Stem Cell Board Sends “Strong, Unambiguous Message”; Approves Bold New Vision for the Future

December 17, 2015

Los Angeles, CA – It is a roadmap unlike any other, laying out a series of bold, innovative ideas and ambitious goals for CIRM, California’s stem cell institute, to achieve over the next five years. Today the CIRM Board approved that vision, giving its unanimous “enthusiastic” support to the new Strategic Plan.

The Strategic Plan creates a new approach to funding stem cell research, one where each program links to another, building a seamless system designed to dramatically accelerate the development of stem cell therapies to patients with unmet medical needs.

“Our goal in developing this Strategic Plan was to create a clear vision for the next five years of the Institute,” says C. Randal Mills, PhD., CIRM’s President and CEO. “We have around $900 million left to work with and we wanted a plan that used that money to produce the greatest possible impact for our patients. We didn’t want something ‘good enough’, we wanted something ‘transformational’. This plan is extremely ambitious, and not without risk, but with focus and determination we will accomplish great things.”

The Plan, which was put together after extensive consultations with researchers, companies, patient advocates and other stakeholders, has a number of goals, including:

  • 50 additional new clinical trials in 5 years including 10 for rare or orphan disorders and 5 in conditions affecting children
  • Enacting a new, more efficient federal regulatory approval process for stem cell treatments
  • Introducing 50 new therapeutic candidates or devices into the development pipeline
  • Reducing the time it takes to move a stem cell treatment from the earliest Discovery stage into a clinical trial by 50%
  • Increasing the number of projects moving to the next stage of development by 50%
  • Pairing at least 50% of our unpartnered clinical stage projects with commercial partners

New innovations include a Translating Center to help researchers with the work needed to move their programs through the regulatory approval process, and an Accelerating Center to provide the expertise needed to develop and carry out successful clinical trials. The Plan attempts to stimulate greater industry involvement by creating public-private partnerships to advance CIRM-funded research and technologies, taking them out of the lab and into the market place.

It also includes financial incentives to encourage researchers at the Discovery level to move promising research to the next level.

One of the key elements in making all this work is changing the regulatory process that governs stem cell research. The current system was developed to regulate drugs and more conventional therapies and is not appropriate for stem cell treatments. The Strategic Plan calls for CIRM to work with the FDA, patient advocates, researchers and other stakeholders to develop a new, faster and more efficient way of regulating stem cell therapies, one that helps rather than hinders their progress to the clinic.

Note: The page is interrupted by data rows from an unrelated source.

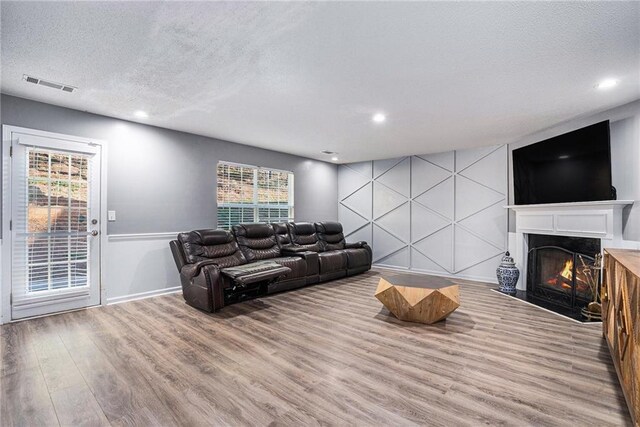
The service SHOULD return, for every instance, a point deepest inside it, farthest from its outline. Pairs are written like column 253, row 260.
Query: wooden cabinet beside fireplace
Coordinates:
column 620, row 297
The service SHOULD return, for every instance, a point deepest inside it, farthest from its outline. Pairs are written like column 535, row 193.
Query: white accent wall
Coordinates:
column 437, row 213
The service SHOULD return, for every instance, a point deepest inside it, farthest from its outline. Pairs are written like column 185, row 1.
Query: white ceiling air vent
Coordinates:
column 53, row 85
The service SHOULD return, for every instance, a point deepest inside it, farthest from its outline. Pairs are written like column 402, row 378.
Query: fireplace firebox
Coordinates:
column 556, row 276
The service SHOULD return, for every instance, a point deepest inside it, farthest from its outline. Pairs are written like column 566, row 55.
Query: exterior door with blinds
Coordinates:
column 55, row 223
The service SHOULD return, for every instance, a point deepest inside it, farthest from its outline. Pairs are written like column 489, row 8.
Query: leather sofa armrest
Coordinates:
column 355, row 245
column 189, row 271
column 291, row 249
column 310, row 257
column 362, row 245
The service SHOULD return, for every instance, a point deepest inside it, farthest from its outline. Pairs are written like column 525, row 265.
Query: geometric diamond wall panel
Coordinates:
column 422, row 263
column 363, row 234
column 439, row 213
column 472, row 197
column 395, row 222
column 471, row 250
column 438, row 247
column 350, row 220
column 425, row 222
column 385, row 199
column 484, row 171
column 397, row 259
column 381, row 166
column 398, row 178
column 425, row 175
column 465, row 158
column 444, row 160
column 488, row 224
column 349, row 181
column 360, row 201
column 384, row 243
column 439, row 198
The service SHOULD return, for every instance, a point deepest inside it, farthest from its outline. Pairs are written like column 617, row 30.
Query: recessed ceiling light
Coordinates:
column 607, row 84
column 379, row 118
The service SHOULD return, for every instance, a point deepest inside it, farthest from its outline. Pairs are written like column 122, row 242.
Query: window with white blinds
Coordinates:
column 249, row 194
column 51, row 239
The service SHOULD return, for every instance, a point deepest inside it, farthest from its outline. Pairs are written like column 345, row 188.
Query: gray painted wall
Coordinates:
column 438, row 213
column 163, row 181
column 625, row 158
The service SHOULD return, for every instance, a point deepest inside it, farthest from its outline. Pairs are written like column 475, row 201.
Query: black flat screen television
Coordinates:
column 574, row 167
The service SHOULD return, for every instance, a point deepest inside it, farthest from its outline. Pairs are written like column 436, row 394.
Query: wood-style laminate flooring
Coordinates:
column 324, row 354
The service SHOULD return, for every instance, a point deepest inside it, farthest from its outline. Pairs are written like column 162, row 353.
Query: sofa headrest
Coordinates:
column 280, row 228
column 303, row 228
column 329, row 227
column 253, row 231
column 211, row 237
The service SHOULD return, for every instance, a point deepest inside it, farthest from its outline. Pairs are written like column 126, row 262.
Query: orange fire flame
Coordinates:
column 567, row 273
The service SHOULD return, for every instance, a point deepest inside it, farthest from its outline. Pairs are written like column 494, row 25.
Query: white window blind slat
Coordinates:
column 51, row 243
column 247, row 194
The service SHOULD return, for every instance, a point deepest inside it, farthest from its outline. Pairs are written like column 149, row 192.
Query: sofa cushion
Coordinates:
column 303, row 234
column 330, row 235
column 218, row 245
column 357, row 258
column 282, row 234
column 256, row 241
column 260, row 271
column 297, row 265
column 332, row 261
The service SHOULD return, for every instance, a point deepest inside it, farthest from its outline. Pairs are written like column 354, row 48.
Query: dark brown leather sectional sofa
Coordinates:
column 219, row 267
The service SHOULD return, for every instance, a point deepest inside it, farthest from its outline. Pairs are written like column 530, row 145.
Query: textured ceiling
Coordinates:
column 305, row 77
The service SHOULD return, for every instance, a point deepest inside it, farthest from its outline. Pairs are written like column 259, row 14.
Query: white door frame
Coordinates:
column 6, row 249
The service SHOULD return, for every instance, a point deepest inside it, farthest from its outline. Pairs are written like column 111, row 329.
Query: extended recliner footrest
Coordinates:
column 246, row 274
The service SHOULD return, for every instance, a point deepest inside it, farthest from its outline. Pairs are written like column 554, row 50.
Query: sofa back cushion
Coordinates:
column 330, row 235
column 303, row 234
column 219, row 245
column 256, row 241
column 282, row 234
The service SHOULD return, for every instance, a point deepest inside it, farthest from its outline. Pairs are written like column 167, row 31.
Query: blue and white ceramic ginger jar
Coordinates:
column 508, row 274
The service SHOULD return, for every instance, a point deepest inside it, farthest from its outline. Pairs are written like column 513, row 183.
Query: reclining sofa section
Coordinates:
column 219, row 267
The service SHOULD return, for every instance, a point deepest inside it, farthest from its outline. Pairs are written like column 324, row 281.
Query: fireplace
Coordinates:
column 556, row 276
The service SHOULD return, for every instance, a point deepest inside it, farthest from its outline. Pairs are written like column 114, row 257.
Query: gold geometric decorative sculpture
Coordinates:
column 410, row 300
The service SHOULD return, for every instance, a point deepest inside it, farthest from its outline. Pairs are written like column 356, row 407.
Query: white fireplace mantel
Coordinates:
column 600, row 220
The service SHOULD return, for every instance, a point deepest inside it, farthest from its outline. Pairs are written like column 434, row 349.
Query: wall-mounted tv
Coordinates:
column 574, row 167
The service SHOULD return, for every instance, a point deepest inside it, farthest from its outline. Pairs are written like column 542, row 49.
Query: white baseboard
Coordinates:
column 143, row 295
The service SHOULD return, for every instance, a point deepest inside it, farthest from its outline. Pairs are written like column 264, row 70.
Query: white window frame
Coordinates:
column 255, row 205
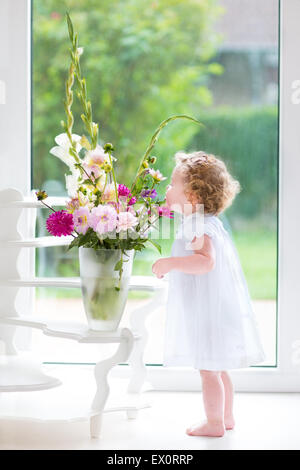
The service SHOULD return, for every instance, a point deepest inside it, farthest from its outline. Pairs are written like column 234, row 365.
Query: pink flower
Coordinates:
column 60, row 223
column 81, row 219
column 126, row 220
column 91, row 168
column 123, row 190
column 132, row 201
column 109, row 193
column 164, row 211
column 103, row 218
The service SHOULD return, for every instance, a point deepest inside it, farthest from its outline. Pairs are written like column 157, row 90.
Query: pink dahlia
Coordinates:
column 132, row 201
column 60, row 223
column 81, row 219
column 126, row 220
column 164, row 211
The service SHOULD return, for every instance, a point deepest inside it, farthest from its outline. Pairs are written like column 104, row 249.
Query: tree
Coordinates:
column 143, row 61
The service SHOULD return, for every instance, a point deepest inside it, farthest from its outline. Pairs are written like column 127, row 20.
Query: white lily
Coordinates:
column 72, row 183
column 61, row 151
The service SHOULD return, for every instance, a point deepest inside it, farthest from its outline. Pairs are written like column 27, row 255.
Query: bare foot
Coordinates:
column 229, row 422
column 207, row 429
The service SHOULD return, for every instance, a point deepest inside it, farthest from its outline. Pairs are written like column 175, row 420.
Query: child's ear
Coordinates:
column 192, row 198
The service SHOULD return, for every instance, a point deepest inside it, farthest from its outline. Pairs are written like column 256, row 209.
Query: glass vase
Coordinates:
column 104, row 292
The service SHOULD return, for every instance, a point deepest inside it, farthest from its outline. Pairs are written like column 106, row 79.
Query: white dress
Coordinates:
column 210, row 323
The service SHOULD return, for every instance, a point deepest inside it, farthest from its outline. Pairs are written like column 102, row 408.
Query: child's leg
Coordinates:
column 214, row 402
column 229, row 392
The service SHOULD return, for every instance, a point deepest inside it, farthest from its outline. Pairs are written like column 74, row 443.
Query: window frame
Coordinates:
column 15, row 25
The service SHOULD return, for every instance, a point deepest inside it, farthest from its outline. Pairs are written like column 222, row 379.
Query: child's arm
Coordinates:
column 202, row 261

The Plan lays out clear performance metrics to enable the CIRM Team to continually evaluate progress and make any necessary corrections or improvements.

“With this plan CIRM is aligned,” says David Higgins, PhD, the Patient Advocate for Parkinson’s on the CIRM Board. “One of the most important things any organization needs to succeed is clarity of purpose. This plan provides that clarity for us, identifying where we want to go and how we are going to get there, and the Board wanted to send a strong, unambiguous message by unanimously supporting it. The beauty of the plan lies in the fact that each part of the machine integrates with the next, creating a whole that really is more than the sum of its parts and that dramatically drives the field forward.”

The Strategic Plan focuses on the next five years because CIRM has enough money left to continue funding for that period, however, that does not mean the Institute is not also looking at developing other sources of revenue to enable it to continue its work.

Jonathan Thomas, Chair of the CIRM Board, has been working to ensure there are enough administrative funds (which are separate from the research funding) to continue the oversight of research should the agency not be refunded. To date Thomas has secured $7 million of the estimated $30 million the Institute will need for the responsible oversight of its award portfolio. These gifts come from the William K Bowes, Jr. Foundation ($5m) and from Franklin P. Johnson ($2m).

“The last thing we want is for this work to come to a grinding halt,” says Thomas. “We want to do everything we can to ensure that not only can we continue to fund this essential research, but that we are also here to be able to help guide that work and ensure it is on target. When we invest in a project we become partners with the company or researchers and do everything we can to help them succeed. The money we are raising to support the administrative side of CIRM means we can continue to offer that vital support for many years to come.”


About CIRM

At CIRM, we never forget that we were created by the people of California to accelerate stem cell treatments to patients with unmet medical needs, and act with a sense of urgency to succeed in that mission.

To meet this challenge, our team of highly trained and experienced professionals actively partners with both academia and industry in a hands-on, entrepreneurial environment to fast track the development of today’s most promising stem cell technologies.

With $3 billion in funding and approximately 300 active stem cell programs in our portfolio, CIRM is the world’s largest institution dedicated to helping people by bringing the future of cellular medicine closer to reality.